Deciding to become an umpire is a good way to stay involved in the game of baseball, but it is also a big commitment. If you want to become a Little League umpire, make sure you really want to take the responsibility. If yes, read on to become a Little League umpire.
Become an Umpire
Talk to umpires after Little League games. Tell them you are interested in becoming an umpire. Most umpires will respond by either giving you the right contact information or passing on your information to the appropriate contact.
Talk directly to the Little League. Tell them you are interested in volunteering as an umpire for the league. Little Leagues are always looking for new staff members and will probably not turn a volunteer away at the door.

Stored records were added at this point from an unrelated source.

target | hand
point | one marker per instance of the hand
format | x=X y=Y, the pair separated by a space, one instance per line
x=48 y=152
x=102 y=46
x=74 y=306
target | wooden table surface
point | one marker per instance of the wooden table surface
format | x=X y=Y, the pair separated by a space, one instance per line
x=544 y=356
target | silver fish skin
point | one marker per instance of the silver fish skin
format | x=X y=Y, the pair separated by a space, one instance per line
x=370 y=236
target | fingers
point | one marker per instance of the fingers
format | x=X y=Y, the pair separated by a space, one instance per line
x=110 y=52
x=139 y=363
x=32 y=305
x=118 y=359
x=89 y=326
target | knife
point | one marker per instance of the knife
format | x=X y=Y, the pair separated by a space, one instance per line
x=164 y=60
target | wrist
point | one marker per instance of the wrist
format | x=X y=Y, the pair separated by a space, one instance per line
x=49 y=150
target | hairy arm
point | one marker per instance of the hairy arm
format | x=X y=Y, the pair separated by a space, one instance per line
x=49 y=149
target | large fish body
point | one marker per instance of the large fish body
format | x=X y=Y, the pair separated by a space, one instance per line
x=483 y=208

Pick up a volunteer form at your local Little League or visit the Little League website for a printable version. See the Resources section below for a link. Consider this form an application. You will need to approved before you get started in the field.
Umpire for Local Little Leagues
Buy a couple books on the subject. Baseball is a more complicated game than we sometimes remember. There are rules in the rule books that are rarely ever needed, but can still come up in a game when you are on the spot.
Prepare for your first game. A lot of new umpires underestimate the job. Umpiring is a lot of work and includes a lot of responsibility. Don't take it lightly.
Find a more experienced umpire to show you the ropes. Every Little League will have veteran umpires around that will probably be happy to teach a rookie. A lot of professional umpires have had mentors in their time.
Tips & Warnings
- Little League umpiring is a good starting point for careers as an umpire. After learning the basics in Little League, some umpires move on to high school baseball and beyond.
- Don't worry about the bleachers or the coaches too much at first. When you are first getting started, you probably will make some mistakes. Shrug them off, ignore the complaints and learn from them.
- As a Little League volunteer, you will have to be cleared by a legal officer to ensure the safety of the children. If you have a criminal record of any kind, there is a good chance your application will be turned down.